L’Afrique n’est pas étrangère à l’hébergement de telles organisations terroristes, rappelle l’expert en contre-terrorisme. Il existe des zones sur tout le continent où les terroristes peuvent facilement se cacher parmi les habitants, en exploitant la faiblesse des systèmes de sécurité et des forces militaires du continent. En général, les forces africaines n’ont pas la capacité d’utiliser la « puissance aérienne, les armes de précision et les véhicules blindés » indispensables pour combattre ISIS. Les forces de défense du Mozambique, « largement considérées comme corrompues, mal entraînées et mal équipées », en sont un exemple, soutient-il. Ces forces n’ont pas réussi à contenir Al-Shabaab, affilié à ISIS, qui opère dans la partie nord du pays.

L’état actuel de l’Afrique s’avère malheureusement idéal pour le recrutement et la radicalisation, déplore Abdi Yusuf :”Tant Al-Qaeda qu’ISIS et leurs affiliés ont récemment recruté des Africains. En Somalie, par exemple, Al-Shabaab (affilié à Al-Qaïda) « compte désormais 12 000 combattants et peut générer jusqu’à 10 millions de dollars de revenus par mois », selon une estimation datant de février 2022”.

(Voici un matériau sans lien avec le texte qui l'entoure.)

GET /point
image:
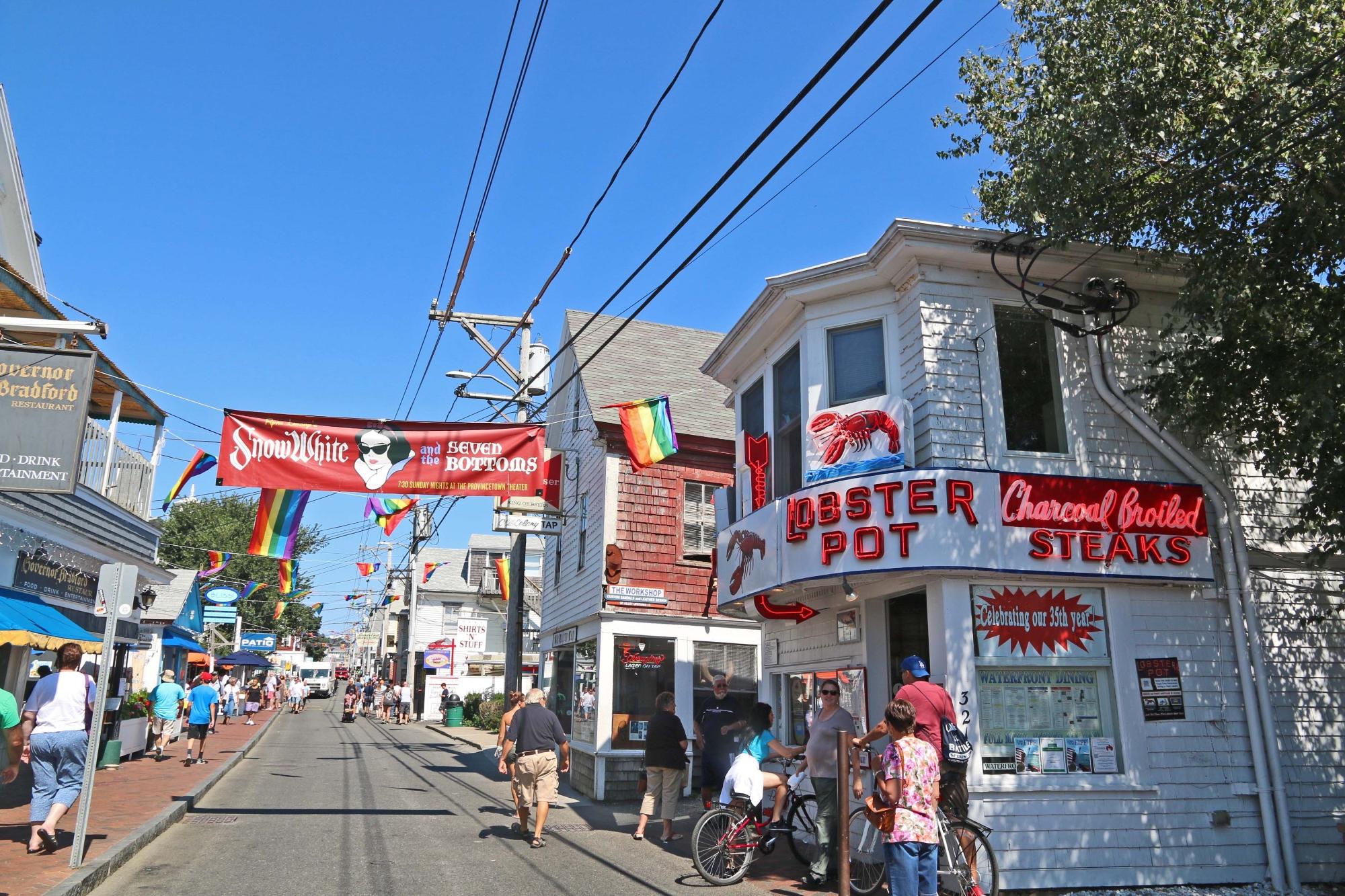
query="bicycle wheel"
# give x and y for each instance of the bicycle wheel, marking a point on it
(804, 827)
(868, 861)
(977, 864)
(723, 846)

Les ADF en RDC recrutent également des combattants en Ouganda, au Kenya et en Tanzanie. L’ISWA a également recruté des Africains, des images montrant le groupe apparemment en train d’entraîner des garçons et de les amener à exécuter des ennemis capturés.

En outre, les affiliés d’ISIS et d’Al-Qaida contrôlent de vastes étendues de territoire sur le continent. ISWA, par exemple, illustre Abdi Yusuf, opère dans la région du Liptako-Gourma au Sahel, qui comprend des parties du Burkina Faso, du Mali, du Niger et du nord-est du Nigeria. De son côté, Al-Shabaab contrôle de vastes étendues du sud de la Somalie. Selon des responsables américains, écrit Abdi Yusuf, ISIS exploite les « griefs locaux » dans leur environnement et « commence à recruter sur cette base », augmentant ainsi les effectifs du califat.

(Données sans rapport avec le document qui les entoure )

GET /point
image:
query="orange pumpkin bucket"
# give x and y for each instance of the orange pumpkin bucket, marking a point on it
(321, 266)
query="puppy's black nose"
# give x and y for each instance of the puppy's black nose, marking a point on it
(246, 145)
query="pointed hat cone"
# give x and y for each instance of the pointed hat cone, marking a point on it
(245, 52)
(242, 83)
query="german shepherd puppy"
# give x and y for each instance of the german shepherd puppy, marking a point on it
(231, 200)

En résumé, l’Afrique revêt une importance géopolitique significative pour les organisations djihadistes. La tendance actuelle montre que les organisations terroristes du continent se sont renforcées, étendant leur présence, forgeant des alliances avec des mouvements séparatistes et intensifiant leurs attaques contre les alliés et les intérêts des États-Unis. Sans une pression internationale constante, les organisations terroristes fuyant le Moyen-Orient (et d’autres endroits) sortiront de leur clandestinité, réorganiseront leurs combattants et recruteront des forces supplémentaires pour commencer à mener des attaques à travers le continent, nuisant à des alliés clés des États-Unis et portant atteinte à leurs intérêts fondamentaux. Pour relever ces défis en matière de sécurité, le continent a besoin du soutien des États-Unis et de la communauté internationale. A défaut, les efforts durement menés par les États-Unis pour prévenir et vaincre le terrorisme mondial seront compromis, conclut Abdi Yusuf.

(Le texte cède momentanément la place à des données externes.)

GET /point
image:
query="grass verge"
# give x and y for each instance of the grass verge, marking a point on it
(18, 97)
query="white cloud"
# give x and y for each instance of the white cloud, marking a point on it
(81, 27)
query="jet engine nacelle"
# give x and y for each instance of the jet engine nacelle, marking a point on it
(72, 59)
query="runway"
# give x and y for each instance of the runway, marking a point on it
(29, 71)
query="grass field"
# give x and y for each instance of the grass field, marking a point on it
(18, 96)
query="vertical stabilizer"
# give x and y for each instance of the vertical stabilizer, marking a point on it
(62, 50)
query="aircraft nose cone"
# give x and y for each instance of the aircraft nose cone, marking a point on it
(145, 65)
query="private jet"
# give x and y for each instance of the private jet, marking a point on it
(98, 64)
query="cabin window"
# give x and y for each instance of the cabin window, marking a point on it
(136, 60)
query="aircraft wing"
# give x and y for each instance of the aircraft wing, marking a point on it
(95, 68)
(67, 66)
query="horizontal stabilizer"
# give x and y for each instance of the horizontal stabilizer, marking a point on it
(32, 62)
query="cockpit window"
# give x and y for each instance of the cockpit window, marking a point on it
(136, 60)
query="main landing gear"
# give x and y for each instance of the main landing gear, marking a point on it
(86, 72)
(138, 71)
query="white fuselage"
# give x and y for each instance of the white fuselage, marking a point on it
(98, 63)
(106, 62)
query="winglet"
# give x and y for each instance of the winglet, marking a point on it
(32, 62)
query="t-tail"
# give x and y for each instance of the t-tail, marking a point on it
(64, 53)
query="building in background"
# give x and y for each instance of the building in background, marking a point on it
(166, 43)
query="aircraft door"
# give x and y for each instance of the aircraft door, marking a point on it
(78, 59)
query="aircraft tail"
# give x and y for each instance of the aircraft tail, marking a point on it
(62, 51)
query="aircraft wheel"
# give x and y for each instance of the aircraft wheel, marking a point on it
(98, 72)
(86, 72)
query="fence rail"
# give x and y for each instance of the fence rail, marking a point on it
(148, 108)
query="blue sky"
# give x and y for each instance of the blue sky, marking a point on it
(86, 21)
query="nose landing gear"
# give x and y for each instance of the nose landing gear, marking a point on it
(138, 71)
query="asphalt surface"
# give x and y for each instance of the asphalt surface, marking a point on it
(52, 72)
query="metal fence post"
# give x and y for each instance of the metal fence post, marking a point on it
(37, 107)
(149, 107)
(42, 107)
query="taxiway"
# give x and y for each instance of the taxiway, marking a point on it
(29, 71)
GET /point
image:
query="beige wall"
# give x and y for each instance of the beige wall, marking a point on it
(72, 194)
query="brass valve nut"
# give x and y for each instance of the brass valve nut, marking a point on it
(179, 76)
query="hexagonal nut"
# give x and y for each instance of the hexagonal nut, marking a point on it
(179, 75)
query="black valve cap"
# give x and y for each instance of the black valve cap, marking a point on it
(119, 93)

*L’ITCT (Islamic Theology of Counter Terrorism [NDLR : Théologie islamique du contre-terrorisme]) est un groupe de réflexion (Think Tank)  sur le contre-terrorisme basé au Royaume-Uni,  apolitique et non lucratif. Ses principaux objectifs sont de contrer la menace du terrorisme islamiste, d’éduquer la communauté musulmane sur les dangers de l’idéologie radicale et de fournir des solutions pratiques pour la déradicalisation et les questions de sécurité.

**Abdi Yusuf est chercheur en questions internationales, avec une spécialisation en contre-terrorisme et résolution de conflits. Il est né et a grandi en Somalie. C’est également un auteur indépendant basé à Nairobi, au Kenya. Il a été bénévole à l’Institut international de contre-terrorisme, a contribué à la rédaction d’articles pour Africanexus et Foreign Policy, et est co-auteur de « How Do Terrorist Organizations Make Money ? Terrorist Funding and Innovation in the Case of al-Shabaab ».